Perth: An examination of the one movement for music festival which was a three to five year plan, but stopped after two

Document Type

Book Chapter

Publication Title

Culture, Creative Industries and Urban Regeneration




School of Arts and Humanities / Centre for Research in Entertainment, Arts, Technology, Education and Communications




Ballico, C., & Green, L. (2016). Perth: An examination of the one movement for music festival which was a three to five year plan, but stopped after two. In K. Kunzmann, & T. Yan (Eds.), Culture, creative industries and urban regeneration (pp. 126-133). China: WQBook.

Please note: This item is in the Chinese language.
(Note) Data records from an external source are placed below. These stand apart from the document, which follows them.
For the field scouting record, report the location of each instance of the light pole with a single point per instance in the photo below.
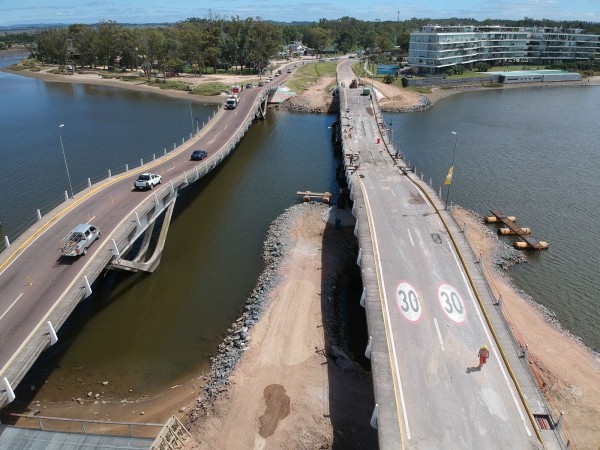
(448, 181)
(65, 158)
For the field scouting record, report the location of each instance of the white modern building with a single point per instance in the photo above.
(435, 48)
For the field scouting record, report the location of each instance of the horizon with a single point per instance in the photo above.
(66, 12)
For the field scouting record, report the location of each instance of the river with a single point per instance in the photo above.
(529, 152)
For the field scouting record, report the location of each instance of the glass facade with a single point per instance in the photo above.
(435, 48)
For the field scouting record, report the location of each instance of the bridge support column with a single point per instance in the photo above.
(368, 349)
(88, 288)
(373, 421)
(139, 263)
(52, 333)
(9, 392)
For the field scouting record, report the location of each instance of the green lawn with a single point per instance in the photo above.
(307, 74)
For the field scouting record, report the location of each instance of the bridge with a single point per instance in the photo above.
(429, 308)
(40, 288)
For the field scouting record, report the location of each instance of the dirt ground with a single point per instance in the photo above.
(288, 392)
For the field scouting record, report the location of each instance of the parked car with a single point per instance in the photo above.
(147, 181)
(79, 240)
(198, 155)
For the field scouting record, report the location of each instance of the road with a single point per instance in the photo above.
(34, 275)
(433, 323)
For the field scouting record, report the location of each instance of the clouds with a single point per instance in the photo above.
(153, 11)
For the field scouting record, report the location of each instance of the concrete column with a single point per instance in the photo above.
(9, 392)
(52, 333)
(88, 288)
(368, 349)
(373, 421)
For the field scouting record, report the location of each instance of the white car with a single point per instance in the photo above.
(147, 181)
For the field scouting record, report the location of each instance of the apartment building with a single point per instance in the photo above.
(435, 48)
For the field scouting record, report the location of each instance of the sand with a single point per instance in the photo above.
(287, 392)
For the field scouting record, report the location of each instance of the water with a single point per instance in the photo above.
(532, 153)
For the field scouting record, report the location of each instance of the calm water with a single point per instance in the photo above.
(532, 153)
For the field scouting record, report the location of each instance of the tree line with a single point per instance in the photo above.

One Movement for Music was a creative industries-driven initiative which followed on from a City of Perth’s commitment to develop these industries in Western Australia (WA). It was a multi-day combination of a music business conference, plus a music festival, and was staged in Perth, WA in October 2009 and again in October 2010. The event was developed with the aim of strengthening Perth’s ties with the Asia-Pacific music market, while also positioning the city as a site of cultural capital within the region, and as a centre for the creative industries. After two years and substantial financial losses, however, One Movement for Music was cancelled, with a parliamentary inquiry launched in relation to the involvement and allocation of government funding. Questions were raised with regards to whether or not the allocation of funding had placed the state at substantial financial risk. Questions were also raised about the role of the proponents of the event with regard to their other, commercially-driven, creative industry-based, WA music activities. This paper discusses how the development and staging of the event, particularly with the support of government funding, exemplifies a changing attitude to creativity and culture in Perth, with a particular push to transform the city into a regional cultural capital and as a centre for the creative industries, while also positioning it as an attractive venue for international tourists. It also examines the role of governments in the development of events such as One Movement for Music, as well as the precarious relationship that exists between commercial entities and governments in the music industry.